Même chose en Italie : plus de 5000 forces mobiles de la police peuvent être épaulés par les « carabinieri » (l’équivalent de nos gendarmes) ainsi que par les polices régionales.
En Allemagne, les forces anti-émeutes de la police qui dépendent à la fois de l’Etat fédéral et des länder sont au nombre de 16.000. Quant aux unités de soutien de la police britannique, elles peuvent mobiliser en 24 heures quelques 10.000 combattants anti-émeutes.
Face aux « casseurs » les différences s’estompent
Finalement, si elle reste un pays considéré comme répressif, la France ne l’est pas tellement plus que ses voisins du sud. Et si les pays du nord de l’Europe paraissent davantage soucieux de prévenir les dérapages violents, leur stratégie atteint ses limites.
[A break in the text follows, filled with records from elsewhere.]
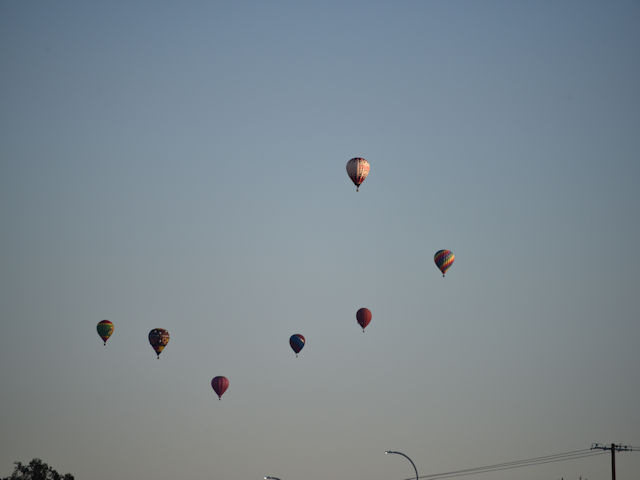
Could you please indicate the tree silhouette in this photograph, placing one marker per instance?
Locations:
(36, 470)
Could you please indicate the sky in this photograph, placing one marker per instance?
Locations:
(181, 165)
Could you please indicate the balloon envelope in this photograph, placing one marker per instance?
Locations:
(363, 316)
(158, 338)
(297, 342)
(444, 259)
(105, 329)
(220, 385)
(358, 169)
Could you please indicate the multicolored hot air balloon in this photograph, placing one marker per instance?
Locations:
(363, 316)
(297, 342)
(357, 169)
(444, 259)
(158, 338)
(105, 329)
(220, 385)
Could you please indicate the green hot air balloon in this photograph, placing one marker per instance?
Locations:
(105, 329)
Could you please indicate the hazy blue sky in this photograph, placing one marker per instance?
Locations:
(182, 165)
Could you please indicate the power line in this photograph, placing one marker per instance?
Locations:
(613, 448)
(509, 466)
(557, 457)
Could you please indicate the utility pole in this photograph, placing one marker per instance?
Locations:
(613, 447)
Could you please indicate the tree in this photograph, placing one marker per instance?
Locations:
(36, 470)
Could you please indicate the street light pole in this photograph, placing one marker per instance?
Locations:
(400, 453)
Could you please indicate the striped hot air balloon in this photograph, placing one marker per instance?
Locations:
(158, 338)
(357, 169)
(444, 259)
(220, 385)
(363, 317)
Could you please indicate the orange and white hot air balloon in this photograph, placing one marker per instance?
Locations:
(357, 169)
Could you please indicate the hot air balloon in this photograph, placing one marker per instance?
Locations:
(220, 385)
(105, 329)
(297, 342)
(158, 338)
(357, 169)
(444, 259)
(363, 316)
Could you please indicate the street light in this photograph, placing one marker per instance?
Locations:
(400, 453)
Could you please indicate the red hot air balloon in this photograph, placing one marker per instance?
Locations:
(357, 169)
(220, 385)
(105, 329)
(444, 259)
(297, 343)
(158, 338)
(363, 316)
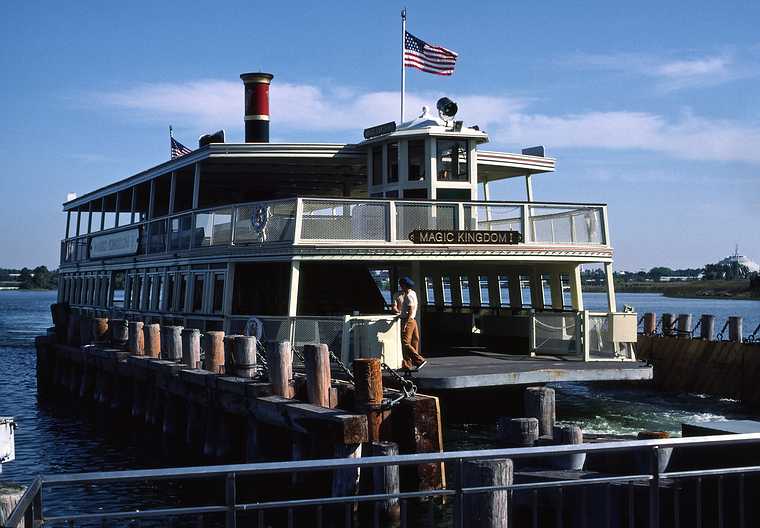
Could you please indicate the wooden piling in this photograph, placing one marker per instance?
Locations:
(213, 347)
(368, 396)
(171, 343)
(152, 333)
(280, 366)
(244, 364)
(735, 329)
(707, 327)
(650, 323)
(487, 509)
(191, 347)
(317, 365)
(518, 432)
(539, 403)
(136, 343)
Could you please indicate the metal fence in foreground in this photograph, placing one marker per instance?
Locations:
(724, 494)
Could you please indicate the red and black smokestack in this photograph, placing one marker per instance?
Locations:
(257, 106)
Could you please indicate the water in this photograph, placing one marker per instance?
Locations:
(60, 438)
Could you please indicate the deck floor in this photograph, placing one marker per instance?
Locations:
(482, 369)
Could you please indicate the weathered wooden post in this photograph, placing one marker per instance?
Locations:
(171, 343)
(191, 347)
(280, 365)
(245, 356)
(317, 364)
(650, 323)
(735, 329)
(518, 432)
(136, 343)
(213, 342)
(152, 334)
(368, 397)
(119, 329)
(684, 325)
(489, 509)
(707, 327)
(539, 403)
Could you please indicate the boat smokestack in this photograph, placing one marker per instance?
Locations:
(257, 106)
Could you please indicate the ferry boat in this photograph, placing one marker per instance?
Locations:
(306, 242)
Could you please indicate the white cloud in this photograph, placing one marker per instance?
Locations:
(298, 109)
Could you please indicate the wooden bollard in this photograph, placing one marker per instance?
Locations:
(650, 323)
(684, 325)
(317, 364)
(368, 396)
(245, 356)
(136, 343)
(488, 509)
(385, 479)
(565, 435)
(191, 347)
(213, 347)
(518, 432)
(539, 403)
(171, 343)
(707, 327)
(735, 329)
(152, 334)
(119, 329)
(99, 330)
(280, 367)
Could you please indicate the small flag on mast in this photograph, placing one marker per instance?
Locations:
(428, 57)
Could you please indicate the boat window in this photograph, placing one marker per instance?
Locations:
(416, 157)
(567, 294)
(161, 191)
(109, 211)
(218, 298)
(124, 216)
(142, 201)
(184, 180)
(485, 296)
(446, 290)
(96, 215)
(464, 290)
(392, 162)
(504, 299)
(452, 160)
(377, 166)
(180, 233)
(546, 289)
(429, 291)
(222, 227)
(525, 291)
(198, 282)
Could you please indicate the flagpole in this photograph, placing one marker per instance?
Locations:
(403, 70)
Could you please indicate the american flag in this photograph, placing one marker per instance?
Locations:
(178, 149)
(427, 57)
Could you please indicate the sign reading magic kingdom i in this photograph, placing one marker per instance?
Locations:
(438, 236)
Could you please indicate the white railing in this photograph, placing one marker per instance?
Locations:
(586, 336)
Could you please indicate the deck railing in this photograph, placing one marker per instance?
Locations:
(646, 494)
(372, 222)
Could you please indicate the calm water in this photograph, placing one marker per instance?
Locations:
(61, 439)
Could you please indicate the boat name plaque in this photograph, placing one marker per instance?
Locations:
(115, 244)
(440, 236)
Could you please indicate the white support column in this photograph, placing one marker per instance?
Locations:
(611, 302)
(295, 270)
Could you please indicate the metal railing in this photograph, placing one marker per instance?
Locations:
(685, 505)
(374, 222)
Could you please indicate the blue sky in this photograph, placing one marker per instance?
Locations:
(650, 107)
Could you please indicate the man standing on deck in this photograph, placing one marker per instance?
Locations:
(405, 304)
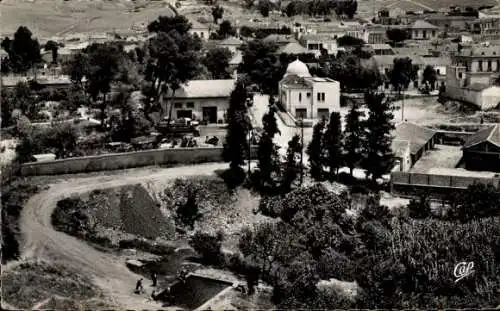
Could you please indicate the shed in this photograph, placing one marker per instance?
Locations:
(481, 152)
(421, 138)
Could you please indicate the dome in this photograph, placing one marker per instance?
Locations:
(297, 68)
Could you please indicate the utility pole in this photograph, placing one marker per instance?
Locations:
(301, 151)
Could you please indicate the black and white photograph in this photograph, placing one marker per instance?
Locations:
(250, 154)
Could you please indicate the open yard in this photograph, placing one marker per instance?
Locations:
(441, 156)
(46, 18)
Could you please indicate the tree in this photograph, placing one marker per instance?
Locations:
(478, 201)
(236, 144)
(217, 62)
(208, 246)
(268, 157)
(292, 165)
(226, 30)
(264, 7)
(402, 73)
(261, 66)
(333, 144)
(315, 151)
(378, 158)
(429, 76)
(53, 47)
(217, 13)
(105, 65)
(23, 50)
(353, 138)
(173, 55)
(397, 35)
(188, 212)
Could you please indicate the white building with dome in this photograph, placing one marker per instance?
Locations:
(308, 97)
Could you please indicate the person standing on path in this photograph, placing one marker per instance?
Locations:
(154, 277)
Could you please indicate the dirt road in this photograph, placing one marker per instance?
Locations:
(41, 241)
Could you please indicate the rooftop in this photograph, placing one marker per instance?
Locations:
(417, 135)
(205, 89)
(293, 48)
(490, 134)
(421, 24)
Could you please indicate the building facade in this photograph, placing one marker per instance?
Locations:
(204, 100)
(307, 97)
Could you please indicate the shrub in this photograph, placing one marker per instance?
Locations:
(208, 246)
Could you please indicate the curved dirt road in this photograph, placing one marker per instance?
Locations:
(40, 240)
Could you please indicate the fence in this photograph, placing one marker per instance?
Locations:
(406, 181)
(126, 160)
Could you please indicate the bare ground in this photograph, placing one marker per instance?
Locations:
(106, 270)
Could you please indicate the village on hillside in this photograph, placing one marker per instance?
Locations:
(250, 154)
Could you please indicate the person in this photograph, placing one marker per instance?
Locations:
(154, 278)
(138, 286)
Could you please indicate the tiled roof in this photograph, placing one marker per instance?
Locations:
(490, 134)
(417, 135)
(420, 24)
(205, 89)
(293, 48)
(437, 61)
(231, 41)
(388, 60)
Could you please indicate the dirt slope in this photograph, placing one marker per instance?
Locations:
(40, 240)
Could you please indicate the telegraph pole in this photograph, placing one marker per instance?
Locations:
(301, 151)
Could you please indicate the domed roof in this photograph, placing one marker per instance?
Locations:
(297, 68)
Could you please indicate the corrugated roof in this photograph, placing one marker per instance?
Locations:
(231, 41)
(293, 48)
(417, 135)
(399, 147)
(421, 24)
(205, 89)
(490, 133)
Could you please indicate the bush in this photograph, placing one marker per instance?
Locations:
(208, 246)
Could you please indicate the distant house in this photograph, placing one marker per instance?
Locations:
(199, 29)
(421, 139)
(481, 152)
(293, 48)
(315, 42)
(206, 100)
(232, 44)
(381, 49)
(422, 30)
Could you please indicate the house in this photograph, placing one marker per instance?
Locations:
(421, 139)
(293, 48)
(307, 97)
(232, 44)
(315, 42)
(422, 30)
(206, 100)
(481, 152)
(199, 29)
(439, 64)
(279, 40)
(381, 49)
(402, 153)
(471, 76)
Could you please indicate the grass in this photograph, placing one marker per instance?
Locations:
(46, 18)
(51, 280)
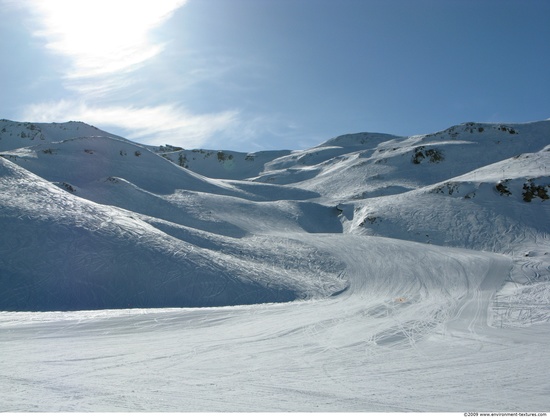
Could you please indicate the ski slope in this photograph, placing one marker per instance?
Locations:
(370, 273)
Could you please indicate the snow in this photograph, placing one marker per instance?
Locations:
(370, 273)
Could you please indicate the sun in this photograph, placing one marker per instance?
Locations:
(102, 36)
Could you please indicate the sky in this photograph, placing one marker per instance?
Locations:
(249, 75)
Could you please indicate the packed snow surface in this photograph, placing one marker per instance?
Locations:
(370, 273)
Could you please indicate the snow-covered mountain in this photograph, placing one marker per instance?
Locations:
(386, 247)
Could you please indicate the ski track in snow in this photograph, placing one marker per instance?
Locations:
(395, 315)
(392, 341)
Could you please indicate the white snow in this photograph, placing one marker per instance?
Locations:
(371, 273)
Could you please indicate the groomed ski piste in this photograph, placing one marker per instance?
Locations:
(369, 273)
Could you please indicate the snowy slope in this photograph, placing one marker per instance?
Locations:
(63, 252)
(220, 164)
(415, 271)
(21, 134)
(400, 164)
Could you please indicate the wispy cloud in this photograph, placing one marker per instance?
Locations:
(156, 125)
(103, 39)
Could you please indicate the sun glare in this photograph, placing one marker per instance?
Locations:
(102, 36)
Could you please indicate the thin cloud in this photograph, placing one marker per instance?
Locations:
(155, 125)
(102, 38)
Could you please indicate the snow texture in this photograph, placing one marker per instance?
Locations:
(369, 273)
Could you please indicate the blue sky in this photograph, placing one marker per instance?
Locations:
(249, 75)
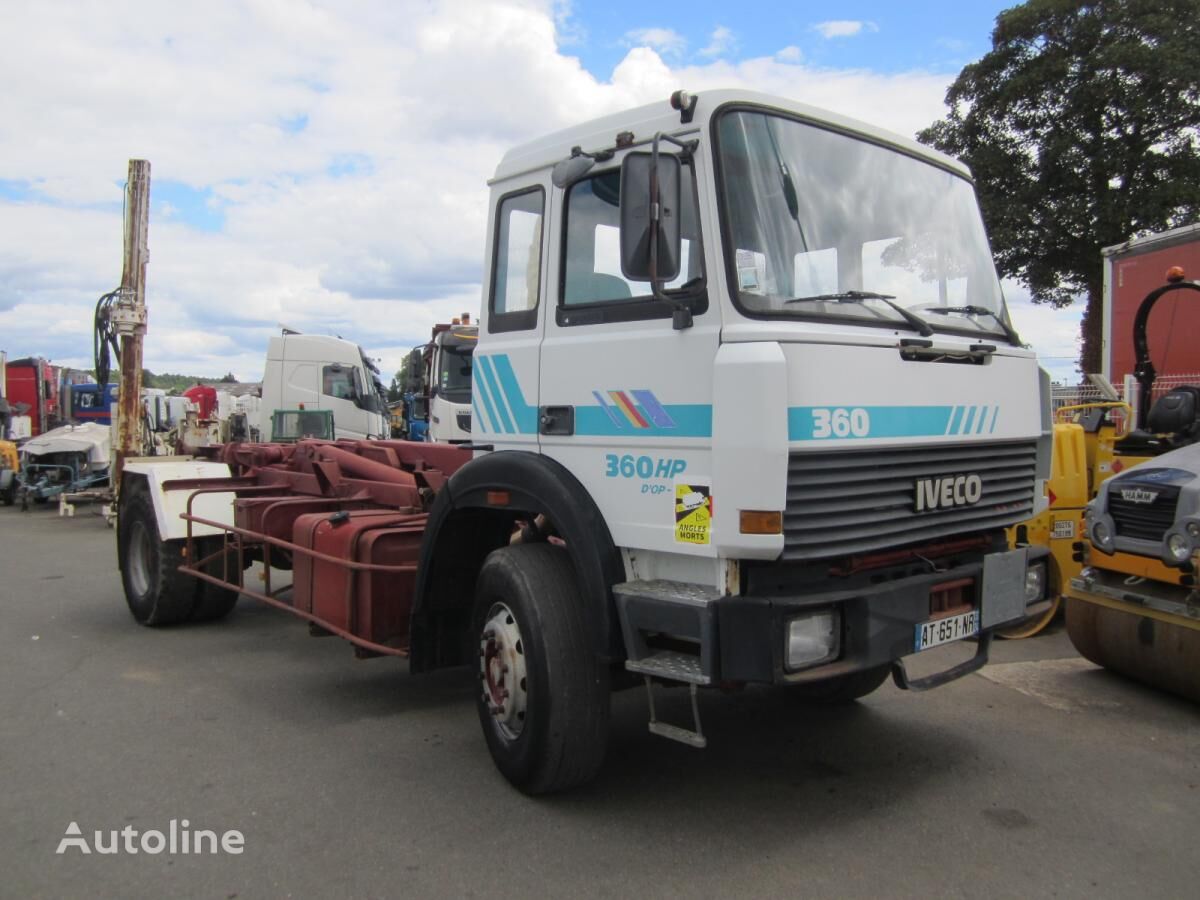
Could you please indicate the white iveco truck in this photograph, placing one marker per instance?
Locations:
(324, 372)
(747, 406)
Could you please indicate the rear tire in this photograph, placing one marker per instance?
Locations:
(841, 689)
(156, 592)
(544, 697)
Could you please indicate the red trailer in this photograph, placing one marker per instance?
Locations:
(1131, 271)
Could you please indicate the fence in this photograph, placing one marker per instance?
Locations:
(1065, 395)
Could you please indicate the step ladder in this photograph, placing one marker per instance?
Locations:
(682, 612)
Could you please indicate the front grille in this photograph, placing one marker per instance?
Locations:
(856, 501)
(1144, 521)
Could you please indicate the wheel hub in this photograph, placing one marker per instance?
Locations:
(139, 558)
(502, 671)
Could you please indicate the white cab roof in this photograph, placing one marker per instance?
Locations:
(646, 121)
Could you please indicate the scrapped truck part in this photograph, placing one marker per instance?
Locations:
(717, 437)
(66, 460)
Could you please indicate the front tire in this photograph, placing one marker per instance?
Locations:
(156, 592)
(544, 696)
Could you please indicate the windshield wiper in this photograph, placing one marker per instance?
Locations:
(1009, 331)
(857, 297)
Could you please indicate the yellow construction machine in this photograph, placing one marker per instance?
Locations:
(1092, 443)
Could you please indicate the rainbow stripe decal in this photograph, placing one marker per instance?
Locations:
(646, 413)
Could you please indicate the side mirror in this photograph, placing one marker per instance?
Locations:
(649, 217)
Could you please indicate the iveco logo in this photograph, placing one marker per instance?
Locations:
(948, 491)
(1138, 495)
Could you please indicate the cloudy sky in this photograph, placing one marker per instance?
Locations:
(323, 165)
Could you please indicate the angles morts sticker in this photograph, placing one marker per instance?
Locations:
(694, 513)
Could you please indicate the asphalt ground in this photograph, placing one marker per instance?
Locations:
(1041, 777)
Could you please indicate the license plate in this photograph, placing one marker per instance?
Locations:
(952, 628)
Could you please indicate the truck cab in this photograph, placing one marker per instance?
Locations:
(325, 372)
(449, 382)
(826, 360)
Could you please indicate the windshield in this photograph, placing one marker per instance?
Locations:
(375, 396)
(814, 215)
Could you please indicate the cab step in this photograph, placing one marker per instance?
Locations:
(683, 615)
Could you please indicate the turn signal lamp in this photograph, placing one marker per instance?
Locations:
(754, 521)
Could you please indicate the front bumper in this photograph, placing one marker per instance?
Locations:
(877, 622)
(744, 639)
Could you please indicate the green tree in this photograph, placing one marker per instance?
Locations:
(1080, 127)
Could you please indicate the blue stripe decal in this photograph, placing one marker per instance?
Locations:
(477, 415)
(652, 409)
(526, 415)
(689, 420)
(885, 423)
(487, 389)
(609, 408)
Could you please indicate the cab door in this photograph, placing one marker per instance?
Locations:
(505, 371)
(625, 397)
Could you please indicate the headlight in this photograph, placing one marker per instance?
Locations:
(1035, 583)
(814, 637)
(1101, 533)
(1179, 547)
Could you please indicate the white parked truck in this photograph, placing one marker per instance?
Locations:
(324, 372)
(449, 357)
(747, 408)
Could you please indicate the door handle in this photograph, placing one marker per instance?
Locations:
(556, 420)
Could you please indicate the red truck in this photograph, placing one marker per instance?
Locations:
(1131, 271)
(35, 390)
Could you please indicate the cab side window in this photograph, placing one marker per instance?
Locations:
(592, 252)
(337, 382)
(516, 262)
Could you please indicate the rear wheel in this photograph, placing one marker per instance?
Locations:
(544, 694)
(156, 592)
(843, 689)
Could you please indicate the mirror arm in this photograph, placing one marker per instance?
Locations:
(681, 311)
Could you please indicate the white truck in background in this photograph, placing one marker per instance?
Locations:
(449, 375)
(324, 372)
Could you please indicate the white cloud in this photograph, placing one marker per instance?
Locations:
(347, 148)
(1053, 333)
(664, 40)
(721, 41)
(844, 28)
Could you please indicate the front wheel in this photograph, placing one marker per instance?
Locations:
(544, 693)
(156, 592)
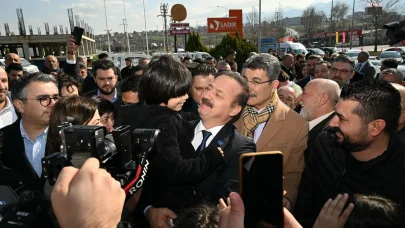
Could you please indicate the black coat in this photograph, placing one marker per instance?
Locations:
(226, 178)
(331, 170)
(17, 172)
(175, 168)
(314, 132)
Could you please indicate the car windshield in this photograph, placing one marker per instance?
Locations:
(390, 55)
(25, 63)
(352, 54)
(376, 63)
(298, 51)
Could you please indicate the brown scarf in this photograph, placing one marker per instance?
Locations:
(252, 118)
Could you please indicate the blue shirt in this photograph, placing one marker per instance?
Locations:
(113, 99)
(35, 150)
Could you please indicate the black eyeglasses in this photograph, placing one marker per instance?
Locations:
(45, 101)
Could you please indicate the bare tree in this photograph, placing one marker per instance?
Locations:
(252, 26)
(310, 19)
(339, 12)
(391, 9)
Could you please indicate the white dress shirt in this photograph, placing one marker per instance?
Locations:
(198, 137)
(7, 114)
(316, 121)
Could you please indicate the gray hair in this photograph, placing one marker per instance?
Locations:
(330, 87)
(344, 59)
(399, 76)
(265, 62)
(19, 90)
(223, 63)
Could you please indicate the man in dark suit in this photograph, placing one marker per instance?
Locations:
(22, 144)
(364, 66)
(311, 64)
(203, 75)
(317, 107)
(215, 129)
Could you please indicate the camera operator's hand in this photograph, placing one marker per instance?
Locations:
(331, 215)
(88, 197)
(233, 215)
(160, 217)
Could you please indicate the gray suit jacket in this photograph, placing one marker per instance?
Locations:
(368, 70)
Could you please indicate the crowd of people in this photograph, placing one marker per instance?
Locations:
(339, 126)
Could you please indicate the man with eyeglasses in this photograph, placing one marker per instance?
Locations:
(322, 69)
(342, 70)
(23, 143)
(271, 124)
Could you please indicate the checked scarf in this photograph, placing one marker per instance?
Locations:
(252, 118)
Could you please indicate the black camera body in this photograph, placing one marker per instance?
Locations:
(122, 153)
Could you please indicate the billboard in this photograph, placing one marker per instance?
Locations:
(223, 24)
(268, 42)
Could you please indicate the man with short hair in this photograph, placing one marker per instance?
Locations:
(129, 90)
(105, 75)
(144, 61)
(23, 142)
(203, 76)
(271, 124)
(288, 96)
(211, 61)
(14, 72)
(312, 60)
(317, 107)
(392, 75)
(104, 56)
(360, 152)
(51, 65)
(223, 66)
(364, 66)
(322, 69)
(287, 65)
(342, 70)
(230, 56)
(7, 112)
(128, 70)
(12, 58)
(221, 105)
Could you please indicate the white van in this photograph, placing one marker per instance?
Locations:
(289, 46)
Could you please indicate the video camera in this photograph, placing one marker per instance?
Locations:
(121, 153)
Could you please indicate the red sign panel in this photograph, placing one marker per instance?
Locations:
(179, 32)
(224, 24)
(179, 25)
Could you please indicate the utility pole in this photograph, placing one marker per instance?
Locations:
(108, 31)
(163, 13)
(126, 27)
(331, 22)
(351, 30)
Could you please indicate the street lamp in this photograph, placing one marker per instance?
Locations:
(226, 10)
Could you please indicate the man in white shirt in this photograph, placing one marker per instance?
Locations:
(318, 102)
(7, 111)
(220, 106)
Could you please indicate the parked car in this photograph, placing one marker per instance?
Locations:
(316, 51)
(391, 54)
(401, 50)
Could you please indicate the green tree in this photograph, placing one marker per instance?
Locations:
(194, 43)
(242, 47)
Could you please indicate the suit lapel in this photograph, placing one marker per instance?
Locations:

Partout, la violence de rue est en hausse et le dialogue est de plus en plus difficile avec des individus déterminés à en découdre dans le but de déstabiliser, grâce à l’explosion des images vidéo, la société et les gouvernements.
Une réalité européenne qui comble peu à peu le fossé entre les différentes approches du maintien de l’ordre.